Other avenues to success

Project Diploma is not the only initiative working against the high drop-out rates in the Portuguese-Canadian community. Other organizations such as the Portuguese Youth for Immigrant Youth Project, spearheaded by individuals in the faculty of nursing at the University of Toronto and the Working Women Community Centre, have started their own initiative.

“Through various outreach methods, parents are informed of the program, whether it be through newspaper articles, radio shows, teacher recommendations, or even word of mouth,” says Sonia Neves, project coordinator for the On Your Mark tutoring program at the Working Women Community Centre. “Students fill out a questionnaire which gives us an idea of the areas they need assistance with. Based on student need, we try and match students with tutors accordingly.”

On Your Mark receives all of its funding from the Toronto Portuguese community and is a free service for students. The tutoring program came as a result of the Ornstein Report, a 1997 study that gathered statistics on issues such as poverty and education.

The report found that students of Portuguese descent had the highest drop-out rates, the lowest grade-point averages and were least likely to pursue post-secondary education. Although these and other findings have often been a source of dispute, the Portuguese-Canadian community in Toronto seems to be finally acknowledging the need to address its lack of emphasis on education.

Does it work?

Since the birth of pro-education organizations such as Project Diploma, no studies have been done to gauge whether their efforts have helped to lower drop-out rates. The 1994 Royal Commission on Learning reported that Portuguese students in the Toronto school system had a 41 per cent drop-out rate.

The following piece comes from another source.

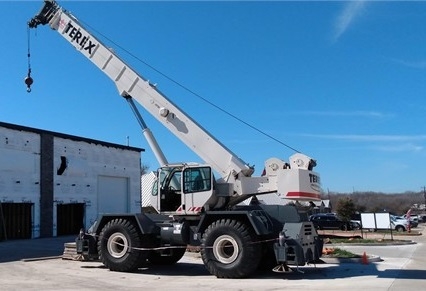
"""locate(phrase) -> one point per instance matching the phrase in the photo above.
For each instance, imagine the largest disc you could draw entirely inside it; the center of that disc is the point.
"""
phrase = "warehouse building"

The Toronto Board of Education had similar findings in the early ’80s. The board is currently in the process of conducting a survey to determine where the problem stands today. A spokesperson for the board says surveying began in early 2005. A report will be given this month when the first draft of the plan to encourage education is released. “Obviously there is still a problem with not enough emphasis being placed on education in the Portuguese community,” Uncao says. “But, it would definitely be interesting to see what the board finds out about any changes that have happened.

I think people are becoming more aware of the problem, but it’s all a matter of them, especially parents, joining in on the efforts.”

It’s up to the students

While the push to promote education within the Portuguese-Canadian community is gathering momentum, ultimately its success lies in the hands of the students.

“We (at Project Diploma) want students to be aware of the generalizations and realize that just because they are Portuguese, does not mean that they should be forced into a (blue-collar) profession,” Marcos says. “We’re not a visible minority because we’re white. But, nonetheless, we receive very little recognition in the Toronto community, which makes us a huge target for misconceptions. Marcos added that students that don’t like being in a classroom are encouraged, at the very least, to get apprenticeships for trades.

A teacher who knows

Rebelo didn’t have the benefit of such help. Instead he fought through stereotypes and low expectations on his own. He eventually was accepted at the University of Toronto, where he received his undergraduate degree. He went on to teacher’s college. He’s now a physical education teacher at Bishop Allen Academy in Etobicoke, where he sees the same old problems repeating themselves.

“There’s a new generation of Portuguese now,” Rebelo says, “and with that should come a new generation of values.” Unfortunately, despite programs such as Project Diploma, Rebelo has yet to see those values come to the foreground. “I taught this kid, this really good kid, who I thought was really bright and had lots of potential,” Rebelo says. “I really thought this kid could go somewhere in life.

But he came into school the other day, and when I asked him what he was doing now, he told me he was working with his dad. He’s carrying rocks and stones around, driving trucks and doing landscaping. “Another example of a smart kid who lacked the encouragement from home, and just ended up doing what was most easily accessible.”